What has been the path of government justice bills through the Senate? Of the six justice bills that had been passed before the summer break, only four went to the Senate. How on earth could the Senate pass bills that it just received prior to the government proroguing Parliament? It could not do that. It is disingenuous for government members to stand and suggest that the Senate was trying to block their bills. By the time the Senate received the bills, the government closed Parliament. Those are the facts. Anybody can check them out if they wish.

We support Bill C-2. However, I want to bore down on a few dangerous issues that the government is pursuing. One deals with the issue of drug trafficking. The government has said that it will increase the penalties for those who traffic in drugs.

There are two populations of traffickers.

There are those parasites in society who are involved in commercial grow operations, frequently attached to organized crime. We should throw the book at them. Those people are a cancer in our society and they deserve to be in jail.

There is another population that will be swept up in the government's anti-trafficking bill.
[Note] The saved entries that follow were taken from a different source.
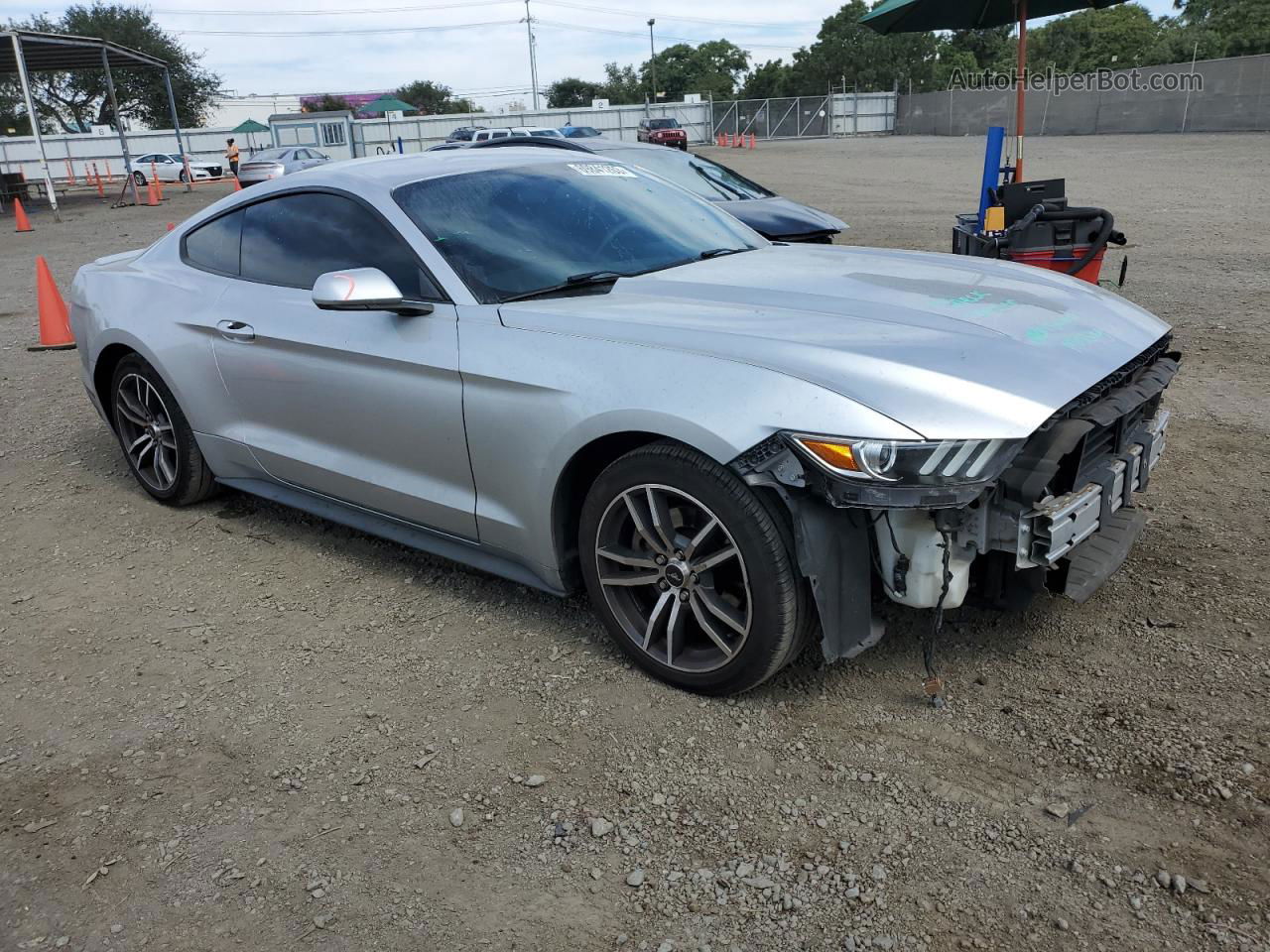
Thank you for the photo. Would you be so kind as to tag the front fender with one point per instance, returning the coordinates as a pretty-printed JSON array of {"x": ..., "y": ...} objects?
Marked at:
[{"x": 534, "y": 399}]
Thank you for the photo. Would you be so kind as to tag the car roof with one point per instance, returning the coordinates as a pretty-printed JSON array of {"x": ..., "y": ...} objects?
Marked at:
[
  {"x": 391, "y": 171},
  {"x": 612, "y": 145}
]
It is the low level dealers who sell small amounts of illegal drugs to people, but they themselves are addicts. In essence, they are selling drugs to pay for their addictions.

If we criminalize people who have addiction problems and throw them in jail, they come out being hardened criminals. We also do not deal with the underlying problem, which we will have at the end of the day when they come out. In effect, we increase public insecurity and costs to the taxpayer. We do not address the underlying problem and we make our streets less safe. That is stupid, not to put too fine a point on it.

If the government goes through with the bill to criminalize people who are addicts, the low level people buying and selling drugs, it will end up with the situation we see south of the border, which has used a war on drugs approach. It has proven to be an abysmal failure.

What we see south of the border is a view of the future for us if the government pursues its course of action. There have been increased rates of both soft and hard drugs use, increased numbers of people have been incarcerated, increased costs to the taxpayer and more violent crime. Society loses.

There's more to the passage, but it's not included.